Grazie Laura! Sei un mito


----------



## fastidio83

rom_itn said:
			
		

> Hi guys, I've just started learning Latin at school and I've been searching the internet for a decent Latin traning website. I still couldn't find one ( I didn't spend much time for the search though) I wonder if anyone of you already know some good sites. It doesn't matter if the lessons are in English or Italian.
> 
> Thanks a lot
> Rom



Digita su google italia "lezioni di latino" ma senza le virgolette. Scegli il primo risultato, sembra abbastanza fornito ma non ho controllato i link.
Prova a dare un'occhiata.
Ciao


----------



## Jana337

rom_itn said:
			
		

> Hi guys, I've just started learning Latin at school and I've been searching the internet for a decent Latin traning website. I still couldn't find one ( I didn't spend much time for the search though) I wonder if anyone of you already know some good sites. It doesn't matter if the lessons are in English or Italian.
> 
> Thanks a lot
> Rom


Hi Rom,

We have got a forum for Other languages. I am moving your request there, it will receive more attention. 

Jana

P.S. You might find some useful information in Other Languages as well.


----------



## Idioteque

rom_itn said:
			
		

> Grazie Laura!

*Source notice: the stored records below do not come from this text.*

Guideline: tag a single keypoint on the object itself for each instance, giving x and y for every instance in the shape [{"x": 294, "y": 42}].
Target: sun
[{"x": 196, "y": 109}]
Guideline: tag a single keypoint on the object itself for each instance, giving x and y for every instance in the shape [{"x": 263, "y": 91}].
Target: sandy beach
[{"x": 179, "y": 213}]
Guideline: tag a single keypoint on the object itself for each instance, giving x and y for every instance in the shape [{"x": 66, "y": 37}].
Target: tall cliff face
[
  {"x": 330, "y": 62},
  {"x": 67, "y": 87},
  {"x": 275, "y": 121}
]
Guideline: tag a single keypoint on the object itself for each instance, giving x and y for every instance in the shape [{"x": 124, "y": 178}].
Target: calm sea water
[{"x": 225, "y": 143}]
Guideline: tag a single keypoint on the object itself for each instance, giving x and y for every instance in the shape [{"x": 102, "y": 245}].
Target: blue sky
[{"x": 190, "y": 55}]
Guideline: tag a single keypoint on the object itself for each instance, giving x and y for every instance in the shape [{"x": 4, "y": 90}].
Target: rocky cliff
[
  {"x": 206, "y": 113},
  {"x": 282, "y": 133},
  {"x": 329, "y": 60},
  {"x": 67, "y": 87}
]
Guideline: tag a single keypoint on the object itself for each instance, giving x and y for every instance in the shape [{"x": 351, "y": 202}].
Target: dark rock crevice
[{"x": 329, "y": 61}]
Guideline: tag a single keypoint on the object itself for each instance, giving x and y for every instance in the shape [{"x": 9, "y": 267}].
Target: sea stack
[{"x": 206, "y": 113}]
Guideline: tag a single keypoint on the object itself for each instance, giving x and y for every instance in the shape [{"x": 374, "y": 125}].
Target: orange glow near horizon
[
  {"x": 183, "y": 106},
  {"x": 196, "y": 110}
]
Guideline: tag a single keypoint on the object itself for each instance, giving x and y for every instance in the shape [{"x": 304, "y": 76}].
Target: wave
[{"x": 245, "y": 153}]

Sei un mito



Grazie!   Ma in questo caso il "mito" è silvietta!  è lei ad averti fornito il suo aiuto....  
Io posso provare ad aiutarti... sperando di non essermi troppo "arrugginita"...  
Ciao, Laura


----------



## JLanguage

Textkit.com is a really great resource for learning Latin.


----------



## silvietta

rom_itn said:
			
		

> Grazie Laura! Sei un mito


 

Eheh magari non proprio un mito;-) più che altro io sono Silvietta ;-P


----------



## rom_itn

Idioteque said:
			
		

> Grazie!  Ma in questo caso il "mito" è silvietta!  è lei ad averti fornito il suo aiuto....
> Io posso provare ad aiutarti... sperando di non essermi troppo "arrugginita"...
> Ciao, Laura


 


			
				silvietta said:
			
		

> Eheh magari non proprio un mito;-) più che altro io sono Silvietta ;-P


 
Mi perdonate Laura....e Silvietta  , Ero stanco e messo addormentato quando lo stavo scirivendo ieri. Se non mi sbaglio stavo rispondo il post di Laura in un'altra pagina e quindi ho sbagliato i nomi.

Comunque sono grato per tutte tue risposte. Questo forum è il migliore!!! 
Grazie mille
Rom


----------